Atualmente, a propriedade da televisão de sinal aberto no Brasil está nas mãos de alguns grupos familiares, entre as quais se destacam as famílias Marinho (Globo), Sirotsky (RBS), Saad (Bandeirantes), Abravanel (SBT), Daou (TV Amazonas) e Câmara (TV Anhangüera). A atual legislação proíbe "o exercício da função de diretor ou gerente de empresa concessionária de rádio ou televisão a quem esteja no gozo de imunidade parlamentar ou de foro especial". Embora alguns especialistas como o professor Laurindo Leal Filho, da Escola de Comunicação e Artes da Universidade de São Paulo, considerem a legislação ultrapassada, mais importante, a nosso juízo, é lembrar que ela nunca foi cumprida. Um levantamento realizado em 1995 indicava que, "das 302 emissoras comerciais de TV existentes no país, 94 pertencem a políticos ou ex-políticos; dos 594 parlamentares, 130 têm uma concessão de rádio ou TV ou uma combinação das duas" (Globalização e Política de Comunicações no Brasil, Venício Artur de Lima, Contato, ano 1, n. 1). O jornal Correio Braziliense (Coronéis da TV, 20/7/97) chegou a estimar que "um em cada cinco parlamentares federais controla, diretamente ou por meio de parentes ou testas-de-ferro, estações de rádio e televisão. Muitos desses deputados e senadores já foram ou são acusados de usá-las para promover a sua imagem pessoal". A propriedade desses canais, em muitos casos, define quem tem ou quem não tem poder político no Brasil. Dono de repetidoras da Bandeirantes e da Rede TV em Cuiabá, o senador Júlio Campos revelou ao Correio Braziliense que chega a pagar para ter um canal de comunicação direta com o eleitor. "Dá no máximo para empatar. Mas, mesmo sem ganhar dinheiro, essa é uma arma que você precisa ter para se defender."

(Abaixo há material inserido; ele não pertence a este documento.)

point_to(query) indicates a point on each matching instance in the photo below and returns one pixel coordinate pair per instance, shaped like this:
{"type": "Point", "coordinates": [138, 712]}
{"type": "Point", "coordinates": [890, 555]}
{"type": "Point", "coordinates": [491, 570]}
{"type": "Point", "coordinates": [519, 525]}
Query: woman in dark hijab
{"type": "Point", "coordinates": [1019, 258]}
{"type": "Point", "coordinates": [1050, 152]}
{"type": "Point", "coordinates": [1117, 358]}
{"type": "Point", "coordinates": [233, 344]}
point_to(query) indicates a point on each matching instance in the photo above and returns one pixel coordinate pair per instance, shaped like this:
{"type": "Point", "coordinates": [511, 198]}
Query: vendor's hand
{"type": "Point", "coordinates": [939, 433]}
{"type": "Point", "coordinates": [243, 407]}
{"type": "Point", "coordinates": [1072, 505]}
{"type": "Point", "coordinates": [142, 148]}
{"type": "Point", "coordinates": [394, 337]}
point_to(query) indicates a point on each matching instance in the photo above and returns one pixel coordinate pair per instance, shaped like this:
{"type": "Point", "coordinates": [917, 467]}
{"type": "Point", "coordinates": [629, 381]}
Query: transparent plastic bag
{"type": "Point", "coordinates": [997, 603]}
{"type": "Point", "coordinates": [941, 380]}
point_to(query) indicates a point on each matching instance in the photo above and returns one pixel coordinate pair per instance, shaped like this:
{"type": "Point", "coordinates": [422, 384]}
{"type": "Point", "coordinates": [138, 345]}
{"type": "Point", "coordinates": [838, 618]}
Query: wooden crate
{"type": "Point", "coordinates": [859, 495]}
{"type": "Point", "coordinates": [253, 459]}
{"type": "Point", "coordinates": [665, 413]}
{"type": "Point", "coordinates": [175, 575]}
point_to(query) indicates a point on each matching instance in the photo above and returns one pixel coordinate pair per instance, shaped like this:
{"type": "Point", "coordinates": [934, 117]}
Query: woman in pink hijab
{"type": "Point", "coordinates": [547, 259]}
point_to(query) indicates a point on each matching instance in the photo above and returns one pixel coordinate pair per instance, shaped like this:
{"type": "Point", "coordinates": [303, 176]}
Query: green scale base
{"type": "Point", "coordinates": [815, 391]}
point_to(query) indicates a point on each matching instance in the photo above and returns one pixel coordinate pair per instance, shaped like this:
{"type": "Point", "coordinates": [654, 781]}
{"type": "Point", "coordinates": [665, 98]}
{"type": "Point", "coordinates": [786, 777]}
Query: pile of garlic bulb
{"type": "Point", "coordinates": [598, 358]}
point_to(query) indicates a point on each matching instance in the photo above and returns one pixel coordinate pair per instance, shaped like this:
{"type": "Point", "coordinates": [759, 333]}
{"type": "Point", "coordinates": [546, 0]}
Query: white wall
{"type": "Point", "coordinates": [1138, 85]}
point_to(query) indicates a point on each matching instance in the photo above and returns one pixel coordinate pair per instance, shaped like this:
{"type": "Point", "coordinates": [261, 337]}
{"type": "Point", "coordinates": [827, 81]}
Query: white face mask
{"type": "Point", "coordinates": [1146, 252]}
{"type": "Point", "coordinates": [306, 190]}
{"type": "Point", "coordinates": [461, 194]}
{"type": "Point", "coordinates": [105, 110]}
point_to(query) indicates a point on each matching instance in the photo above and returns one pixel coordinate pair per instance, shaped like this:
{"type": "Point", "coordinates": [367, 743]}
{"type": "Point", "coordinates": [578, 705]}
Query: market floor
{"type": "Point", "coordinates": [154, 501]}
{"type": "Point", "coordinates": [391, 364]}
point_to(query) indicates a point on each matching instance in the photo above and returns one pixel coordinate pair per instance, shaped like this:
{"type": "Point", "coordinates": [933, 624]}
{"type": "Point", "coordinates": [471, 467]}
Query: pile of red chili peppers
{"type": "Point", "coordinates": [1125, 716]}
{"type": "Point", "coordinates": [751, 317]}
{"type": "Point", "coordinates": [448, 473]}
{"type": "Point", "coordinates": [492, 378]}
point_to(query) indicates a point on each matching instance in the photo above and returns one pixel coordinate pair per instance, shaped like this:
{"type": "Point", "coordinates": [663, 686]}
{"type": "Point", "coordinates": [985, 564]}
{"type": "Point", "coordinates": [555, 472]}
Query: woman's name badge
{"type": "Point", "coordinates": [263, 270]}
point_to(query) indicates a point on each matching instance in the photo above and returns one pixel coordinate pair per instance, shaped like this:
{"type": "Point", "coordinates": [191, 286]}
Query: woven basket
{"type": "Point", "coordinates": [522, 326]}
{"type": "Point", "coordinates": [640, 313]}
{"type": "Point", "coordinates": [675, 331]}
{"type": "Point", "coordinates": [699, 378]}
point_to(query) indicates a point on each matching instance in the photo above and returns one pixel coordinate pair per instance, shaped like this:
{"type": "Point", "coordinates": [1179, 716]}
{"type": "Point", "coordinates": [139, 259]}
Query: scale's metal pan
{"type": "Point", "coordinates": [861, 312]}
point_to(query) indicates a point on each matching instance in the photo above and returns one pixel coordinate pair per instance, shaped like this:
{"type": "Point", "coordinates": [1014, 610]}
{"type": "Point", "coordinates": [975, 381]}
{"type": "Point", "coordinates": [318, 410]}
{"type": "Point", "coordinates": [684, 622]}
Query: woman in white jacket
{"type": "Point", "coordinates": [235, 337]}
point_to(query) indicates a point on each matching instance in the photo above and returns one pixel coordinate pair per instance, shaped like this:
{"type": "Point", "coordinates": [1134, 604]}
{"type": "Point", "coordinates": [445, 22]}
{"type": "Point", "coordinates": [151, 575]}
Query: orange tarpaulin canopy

A partir de 1990, um novo ator passou a integrar o elenco de proprietários da televisão brasileira e a fazer parte do clube dos controladores da mídia televisiva: a Igreja Universal do Reino de Deus adquiriu por 45 milhões de dólares uma das mais tradicionais redes de televisão do Brasil ? a Record. O revide da Igreja Católica veio com a formação da Rede Vida, que soma hoje mais de três centenas de retransmissoras espalhadas pelo país. O crescimento vertiginoso que as duas redes vêm tendo desde então ? seguida de uma ponderável representação parlamentar organizada e ativa ? revela a importância do domínio de setor tão estratégico do ramo da comunicação audiovisual. E não estamos nos referindo às redes de emissoras de rádio dominadas por uma programação calcada na pregação religiosa, que hoje comparecem com fatia das mais expressivas da audiência em todos os estados brasileiros. É só ligar o rádio e correr o dial para conferir. O próprio Congresso Nacional, atento ao potencial embutido no veículo, integrou-se ao circo colocando no ar as tevês da Câmara e do Senado.

O novo mandarinato

Para o diretor de cinema Oliver Stone, "o poder de controlar o fluxo de informação é o poder de controlar a forma como o povo pensa". O imaginário brasileiro das últimas décadas vem sendo ampliado consideravelmente com a expansão da oferta de opções audiovisuais. Resta, entretanto, verificar até que ponto e de que forma a hegemonia de um conglomerado sólido como é o caso das Organizações Globo tem participado da construção desse imaginário. Mais do que isto, é fundamental observar que os espaços para a regionalização da produção (o que equivale a falar sobre a necessária disseminação da fantástica diversidade cultural brasileira), vêm sendo reduzidos a cada dia em proveito de uma discutível linearização dos conteúdos em direção à malfadada formação de um pensamento uniforme. A estrutura de poder das grandes redes, organizada sob o comando de uma instituição que funciona ostensivamente como braço das Organizações Globo ? a Abert ? contribui de forma sistemática para evitar a emergência de uma política de descompressão capaz de permitir a regionalização. A explicação reside na relutância deliberada em abrir mão de fatia ponderável do controle que hoje exercem, perigosa, sob todos os ângulos da análise, aos seus propósitos oligopolísticos. A regionalização da produção, prevista na Constituição de 88, permanece letra morta e não há qualquer perspectiva de entrar efetivamente em vigor.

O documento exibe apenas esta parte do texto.